Hyrkallan schäumt seit dem Untergang Evenspires vor Wut und würde am liebsten einen Krieg vom Zaun brechen. Solange er allerdings nicht mit Jaslyn verheiratet ist, hat er keinerlei Befehlsgewalt, und Jaslyn weigert sich, den Drachen zu verlassen, den sie für ihren wiedergeborenen Vidar hält …

Jeiros versucht derweil, den Zankhähnen klar zu machen, dass die Drachen eine weit größere Gefahr darstellen als politische Rivalen, weil die alchemistischen Tränke zur Neige gehen.

Schneeflocke wiederum hat beschlossen, dass sie Kemir für ihren weiteren Feldzug zur Befreiung der anderen Drachen nicht mehr braucht …

Der dritte Band des Drachenthron-Zyklus wartet mit Charakterentwicklungen der eher unerwarteten Art auf:

Kemir war als Söldner schon immer hart gesotten, und inzwischen wird ihm nicht einmal mehr schlecht, wenn Schneeflocke mit ihren Opfern spielt. Und doch hat der enge Kontakt mit der Gleichgültigkeit der Drachen gegenüber jedwedem menschlichen Leid Spuren hinterlassen. Kemir scheint der Gewalt müde.

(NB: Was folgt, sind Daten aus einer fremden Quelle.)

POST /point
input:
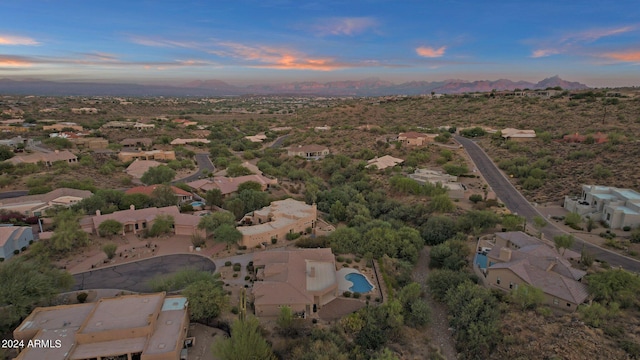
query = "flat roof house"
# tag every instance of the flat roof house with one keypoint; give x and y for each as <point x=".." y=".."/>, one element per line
<point x="130" y="155"/>
<point x="137" y="220"/>
<point x="413" y="138"/>
<point x="181" y="195"/>
<point x="276" y="221"/>
<point x="615" y="206"/>
<point x="517" y="135"/>
<point x="46" y="158"/>
<point x="35" y="205"/>
<point x="146" y="327"/>
<point x="384" y="162"/>
<point x="309" y="152"/>
<point x="304" y="280"/>
<point x="518" y="258"/>
<point x="14" y="238"/>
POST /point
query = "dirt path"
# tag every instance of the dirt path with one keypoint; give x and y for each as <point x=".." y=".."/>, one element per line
<point x="438" y="331"/>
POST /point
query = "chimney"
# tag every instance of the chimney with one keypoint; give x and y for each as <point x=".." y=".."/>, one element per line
<point x="505" y="254"/>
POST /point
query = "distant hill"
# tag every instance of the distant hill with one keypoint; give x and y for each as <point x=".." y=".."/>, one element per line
<point x="365" y="87"/>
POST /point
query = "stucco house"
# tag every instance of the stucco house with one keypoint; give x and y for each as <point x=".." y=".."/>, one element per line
<point x="228" y="185"/>
<point x="517" y="135"/>
<point x="276" y="221"/>
<point x="36" y="205"/>
<point x="384" y="162"/>
<point x="413" y="138"/>
<point x="144" y="326"/>
<point x="304" y="280"/>
<point x="46" y="158"/>
<point x="14" y="238"/>
<point x="309" y="152"/>
<point x="181" y="195"/>
<point x="137" y="220"/>
<point x="518" y="259"/>
<point x="616" y="207"/>
<point x="455" y="189"/>
<point x="139" y="167"/>
<point x="130" y="155"/>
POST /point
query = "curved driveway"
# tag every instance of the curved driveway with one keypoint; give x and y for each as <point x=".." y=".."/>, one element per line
<point x="518" y="204"/>
<point x="135" y="276"/>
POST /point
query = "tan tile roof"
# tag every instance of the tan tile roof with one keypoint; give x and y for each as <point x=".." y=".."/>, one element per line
<point x="139" y="167"/>
<point x="286" y="278"/>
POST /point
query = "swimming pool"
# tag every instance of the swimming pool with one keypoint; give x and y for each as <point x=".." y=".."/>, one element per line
<point x="360" y="283"/>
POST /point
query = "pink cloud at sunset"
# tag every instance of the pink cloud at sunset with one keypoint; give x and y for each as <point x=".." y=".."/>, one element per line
<point x="344" y="25"/>
<point x="17" y="40"/>
<point x="625" y="56"/>
<point x="430" y="52"/>
<point x="277" y="58"/>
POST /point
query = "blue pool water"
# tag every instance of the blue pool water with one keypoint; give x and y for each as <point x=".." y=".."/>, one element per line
<point x="360" y="283"/>
<point x="481" y="260"/>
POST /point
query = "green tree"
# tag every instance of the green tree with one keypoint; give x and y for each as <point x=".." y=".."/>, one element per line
<point x="27" y="283"/>
<point x="67" y="234"/>
<point x="452" y="255"/>
<point x="527" y="297"/>
<point x="110" y="250"/>
<point x="475" y="316"/>
<point x="614" y="286"/>
<point x="109" y="228"/>
<point x="227" y="234"/>
<point x="246" y="342"/>
<point x="438" y="229"/>
<point x="563" y="242"/>
<point x="162" y="224"/>
<point x="441" y="204"/>
<point x="441" y="280"/>
<point x="158" y="175"/>
<point x="214" y="197"/>
<point x="207" y="299"/>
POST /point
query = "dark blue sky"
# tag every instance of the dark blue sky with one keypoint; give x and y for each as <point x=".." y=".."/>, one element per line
<point x="246" y="41"/>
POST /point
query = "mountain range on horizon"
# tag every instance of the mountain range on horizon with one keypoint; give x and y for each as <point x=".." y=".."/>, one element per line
<point x="365" y="87"/>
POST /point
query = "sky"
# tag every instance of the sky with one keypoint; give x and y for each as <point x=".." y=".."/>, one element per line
<point x="276" y="41"/>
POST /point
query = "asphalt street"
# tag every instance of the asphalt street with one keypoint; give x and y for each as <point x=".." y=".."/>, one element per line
<point x="135" y="276"/>
<point x="517" y="203"/>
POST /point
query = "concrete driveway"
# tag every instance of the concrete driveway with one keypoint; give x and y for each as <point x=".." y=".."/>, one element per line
<point x="135" y="276"/>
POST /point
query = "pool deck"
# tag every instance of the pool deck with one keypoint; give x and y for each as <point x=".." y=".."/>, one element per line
<point x="344" y="284"/>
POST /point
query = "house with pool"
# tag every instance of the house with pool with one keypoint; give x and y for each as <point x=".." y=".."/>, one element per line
<point x="304" y="280"/>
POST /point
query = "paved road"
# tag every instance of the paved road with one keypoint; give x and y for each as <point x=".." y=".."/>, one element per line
<point x="135" y="276"/>
<point x="518" y="204"/>
<point x="204" y="163"/>
<point x="10" y="194"/>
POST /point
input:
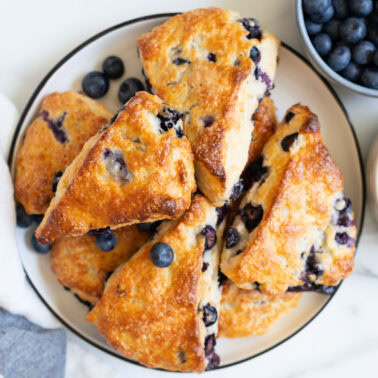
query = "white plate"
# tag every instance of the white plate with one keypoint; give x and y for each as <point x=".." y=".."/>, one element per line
<point x="296" y="82"/>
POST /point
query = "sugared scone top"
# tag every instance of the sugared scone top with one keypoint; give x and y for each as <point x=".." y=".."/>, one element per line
<point x="247" y="313"/>
<point x="65" y="121"/>
<point x="294" y="228"/>
<point x="137" y="169"/>
<point x="214" y="67"/>
<point x="164" y="312"/>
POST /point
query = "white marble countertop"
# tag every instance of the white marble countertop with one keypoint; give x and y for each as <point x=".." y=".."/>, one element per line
<point x="343" y="339"/>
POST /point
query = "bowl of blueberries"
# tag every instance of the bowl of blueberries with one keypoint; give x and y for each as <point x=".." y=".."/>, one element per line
<point x="341" y="40"/>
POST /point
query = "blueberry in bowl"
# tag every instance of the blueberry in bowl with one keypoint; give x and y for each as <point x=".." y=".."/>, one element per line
<point x="341" y="41"/>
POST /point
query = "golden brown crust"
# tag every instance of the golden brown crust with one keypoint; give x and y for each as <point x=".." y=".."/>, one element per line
<point x="249" y="312"/>
<point x="298" y="200"/>
<point x="80" y="266"/>
<point x="223" y="88"/>
<point x="157" y="181"/>
<point x="152" y="314"/>
<point x="42" y="154"/>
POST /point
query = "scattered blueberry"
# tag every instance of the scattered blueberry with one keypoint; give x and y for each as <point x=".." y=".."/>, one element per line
<point x="95" y="84"/>
<point x="128" y="89"/>
<point x="210" y="237"/>
<point x="40" y="248"/>
<point x="23" y="220"/>
<point x="232" y="237"/>
<point x="369" y="78"/>
<point x="324" y="17"/>
<point x="113" y="67"/>
<point x="161" y="255"/>
<point x="361" y="8"/>
<point x="352" y="30"/>
<point x="56" y="180"/>
<point x="322" y="43"/>
<point x="106" y="242"/>
<point x="352" y="72"/>
<point x="312" y="27"/>
<point x="339" y="58"/>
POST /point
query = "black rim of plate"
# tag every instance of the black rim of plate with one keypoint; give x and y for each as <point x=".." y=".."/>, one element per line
<point x="146" y="18"/>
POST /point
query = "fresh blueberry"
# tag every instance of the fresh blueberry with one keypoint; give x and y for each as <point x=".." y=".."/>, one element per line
<point x="322" y="43"/>
<point x="363" y="52"/>
<point x="210" y="315"/>
<point x="113" y="67"/>
<point x="56" y="179"/>
<point x="369" y="78"/>
<point x="352" y="30"/>
<point x="361" y="8"/>
<point x="128" y="89"/>
<point x="316" y="6"/>
<point x="324" y="17"/>
<point x="106" y="242"/>
<point x="23" y="220"/>
<point x="352" y="72"/>
<point x="341" y="9"/>
<point x="210" y="237"/>
<point x="95" y="84"/>
<point x="332" y="29"/>
<point x="232" y="237"/>
<point x="40" y="248"/>
<point x="339" y="58"/>
<point x="161" y="255"/>
<point x="312" y="28"/>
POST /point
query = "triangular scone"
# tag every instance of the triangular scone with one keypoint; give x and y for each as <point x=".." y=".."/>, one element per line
<point x="138" y="169"/>
<point x="294" y="228"/>
<point x="214" y="67"/>
<point x="64" y="123"/>
<point x="249" y="312"/>
<point x="158" y="315"/>
<point x="81" y="267"/>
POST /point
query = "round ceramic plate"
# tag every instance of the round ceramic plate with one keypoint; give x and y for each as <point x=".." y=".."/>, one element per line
<point x="296" y="82"/>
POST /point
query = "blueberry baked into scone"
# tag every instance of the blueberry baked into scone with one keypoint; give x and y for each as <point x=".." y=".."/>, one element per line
<point x="214" y="67"/>
<point x="65" y="121"/>
<point x="82" y="267"/>
<point x="247" y="313"/>
<point x="139" y="168"/>
<point x="294" y="229"/>
<point x="161" y="307"/>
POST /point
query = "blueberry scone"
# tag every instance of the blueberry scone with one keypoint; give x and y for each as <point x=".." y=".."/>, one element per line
<point x="249" y="312"/>
<point x="82" y="267"/>
<point x="214" y="67"/>
<point x="64" y="123"/>
<point x="294" y="228"/>
<point x="161" y="307"/>
<point x="139" y="168"/>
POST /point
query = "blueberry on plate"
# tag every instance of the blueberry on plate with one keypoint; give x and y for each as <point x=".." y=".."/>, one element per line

Aber auch Schneeflocke hat sich offenbar durch den verstärkten Kontakt mit Artgenossen verändert. War sie im letzten Band noch bereit, sich auf Kemir einzulassen, scheint er ihr inzwischen nur noch lästig zu sein.

Am verblüffendsten jedoch war Jehals Entwicklung. Er scheint das Schicksal seines Onkels tatsächlich zu bedauern, noch erstaunlicher war sein versiegendes Interesse an allem, was mit Politik und Intrige zu tun hat. Sein plötzlich erwachtes Verantwortungsbewusstsein setzte dem Ganzen schließlich die Krone auf.

Eine Enttäuschung war dagegen Jaslyn. Sie taucht lediglich in zwei oder drei Szenen auf, und ihr Drachenwahn hat sie so eindimensional werden lassen, dass sie kaum noch als Person zu bezeichnen ist.

Einerseits war das alles durchaus gut gemacht. Andererseits mangelt es dem Buch mehr denn je an einer Identifikationsfigur, denn Jaslyn taugt aufgrund ihrer Einschränkung bestenfalls noch als Spielstein. Außerdem ist der Handlung durch Jehals Entwicklung derjenige Charakter mit dem meisten Biß verloren gegangen. Bleiben Zafir, Kithyr und Schneeflocke. Und Vidar… obwohl dieser als eigenständiger Charakter bisher nicht allzu viel verspricht. Vorerst ist er – Schneeflockes Aussagen zum Trotz – einfach nur rachedurstig und mordlüstern, von den Überlegungen, der Intelligenz und Lernfähigkeit, die Schneeflocke an den Tag legt, war bei ihm in diesem Band nichts zu spüren. Ob sich das noch ändert, wird sich zeigen.

Tatsächlich ist die Person Kithyrs wohl die interessanteste von allen. Die Informationen, die der Leser gleich zu Beginn des Buches erhält, werfen eine Menge neuer Fragen auf. Und sie verschieben die Gewichtung hin zu den Taiykatei, die am Ende dieses ersten Bandes zum ersten Mal als eigenständige Personen auftauchen, und nicht nur als Bezeichnung für eine fremde Rasse. Ihre Motive, Ziele und Pläne bleiben allerdings noch immer unerwähnt. Der Leser weiß, dass sie unbedingt Drachen wollen, aber nicht wofür. Dasselbe gilt für den Adamantspeer.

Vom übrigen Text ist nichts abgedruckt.